After recent news stories reporting that Judge Vaughn Walker, the federal judge presiding over the Olson/Boies federal challenge to Prop 8’s ban on marriage of same-sex couples, is a gay man, some commentators have started calling for Judge Walker to recuse himself from the case. Whatever Judge Walker’s sexual orientation is, it’s not a reason to take him off the case.
Think about it: Why is a gay judge biased on the issue of marriage for gay people, whereas a straight judge isn’t? True, lots of gay people feel strongly about the issue, but so do many heterosexuals (many even more strongly). Since every judge has a sexual orientation, every judge has a potential bias when faced with a case about discrimination against gay people or straight people. If we kicked judges off a gay rights case because their sexual orientation gives them some kind of stake in the outcome, there would be no one left to hear the case.
If a judge’s sexual orientation mattered, then shouldn’t the five justices from the Washington Supreme Court who ruled against gay marriage in a 2006 case (presumably all heterosexual) have been disqualified from ruling on the case because their sexual orientation rendered them incapable of approaching the issue dispassionately? And if a judge’s personal characteristics were relevant, why shouldn’t the six current United States Supreme Court justices who are Catholics be excluded from ruling on a case about the religious freedom of Catholics?
Since there have not been many openly gay judges in any of our courts, we don’t have much law addressing this question directly. But it doesn’t take much thought to work through the issue in closely related contexts: Can an African-American or a female judge rule on a case about racial or gender bias in employment? The courts have answered that one, quite clearly and many times over: Of course she can.

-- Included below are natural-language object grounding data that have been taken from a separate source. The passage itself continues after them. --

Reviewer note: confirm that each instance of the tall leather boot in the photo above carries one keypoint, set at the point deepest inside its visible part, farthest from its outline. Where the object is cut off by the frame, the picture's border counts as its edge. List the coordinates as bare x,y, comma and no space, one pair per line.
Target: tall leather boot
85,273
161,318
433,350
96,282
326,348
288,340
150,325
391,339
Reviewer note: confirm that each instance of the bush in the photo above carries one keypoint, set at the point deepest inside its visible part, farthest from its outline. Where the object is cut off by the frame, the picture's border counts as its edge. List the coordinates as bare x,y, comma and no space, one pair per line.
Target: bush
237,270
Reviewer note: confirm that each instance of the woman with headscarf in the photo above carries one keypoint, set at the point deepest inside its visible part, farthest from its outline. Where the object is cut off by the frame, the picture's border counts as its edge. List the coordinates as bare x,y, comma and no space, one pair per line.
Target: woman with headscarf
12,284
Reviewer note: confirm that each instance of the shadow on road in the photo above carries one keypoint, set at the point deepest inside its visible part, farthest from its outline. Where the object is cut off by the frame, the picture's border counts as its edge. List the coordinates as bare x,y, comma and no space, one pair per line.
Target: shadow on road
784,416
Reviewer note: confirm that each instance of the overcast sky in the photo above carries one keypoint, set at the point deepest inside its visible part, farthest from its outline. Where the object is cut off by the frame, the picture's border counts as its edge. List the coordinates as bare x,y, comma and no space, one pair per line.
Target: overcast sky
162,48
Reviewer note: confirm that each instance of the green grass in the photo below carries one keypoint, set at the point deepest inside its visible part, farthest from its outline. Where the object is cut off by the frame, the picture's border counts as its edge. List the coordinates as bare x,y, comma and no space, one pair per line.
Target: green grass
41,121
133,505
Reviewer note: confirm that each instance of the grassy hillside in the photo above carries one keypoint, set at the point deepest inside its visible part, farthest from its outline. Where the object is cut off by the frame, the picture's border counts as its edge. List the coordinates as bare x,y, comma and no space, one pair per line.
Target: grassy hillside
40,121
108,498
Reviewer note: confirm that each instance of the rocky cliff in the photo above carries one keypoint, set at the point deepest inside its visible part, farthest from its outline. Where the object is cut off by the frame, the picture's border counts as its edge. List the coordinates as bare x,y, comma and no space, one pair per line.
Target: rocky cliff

Take Constance Baker Motley, an African-American woman who spent a long legal career with the NAACP Legal Defense and Educational Fund, litigating desegregation cases (including Brown v. Board of Education) and other landmarks of the civil rights movement. After President Johnson put her on the federal bench, some litigants made motions to disqualify her from civil rights cases because she was African-American and a woman.
Judge Motley properly rejected that motion. As she explained:
I am a woman, and before being elevated to the bench, was a woman lawyer...The assertion, without more, that a judge who...happens to be of the same sex as a plaintiff in a suit alleging sex discrimination on the part of a law firm, is, therefore, so biased that he or she could not hear the case, comes nowhere near the standards required for recusal. Indeed, if background or sex or race of each judge were, by definition, sufficient grounds for removal, no judge on this court could hear this case, or many others, by virtue of the fact that all of them were...of [one] sex...
Judge Walker’s sexual orientation — whatever it may be — doesn’t make him unable to decide the issues before him impartially. What does matter is how he conducts himself as a judge, and his ability to put his own views and background aside and focus on the law and the constitution.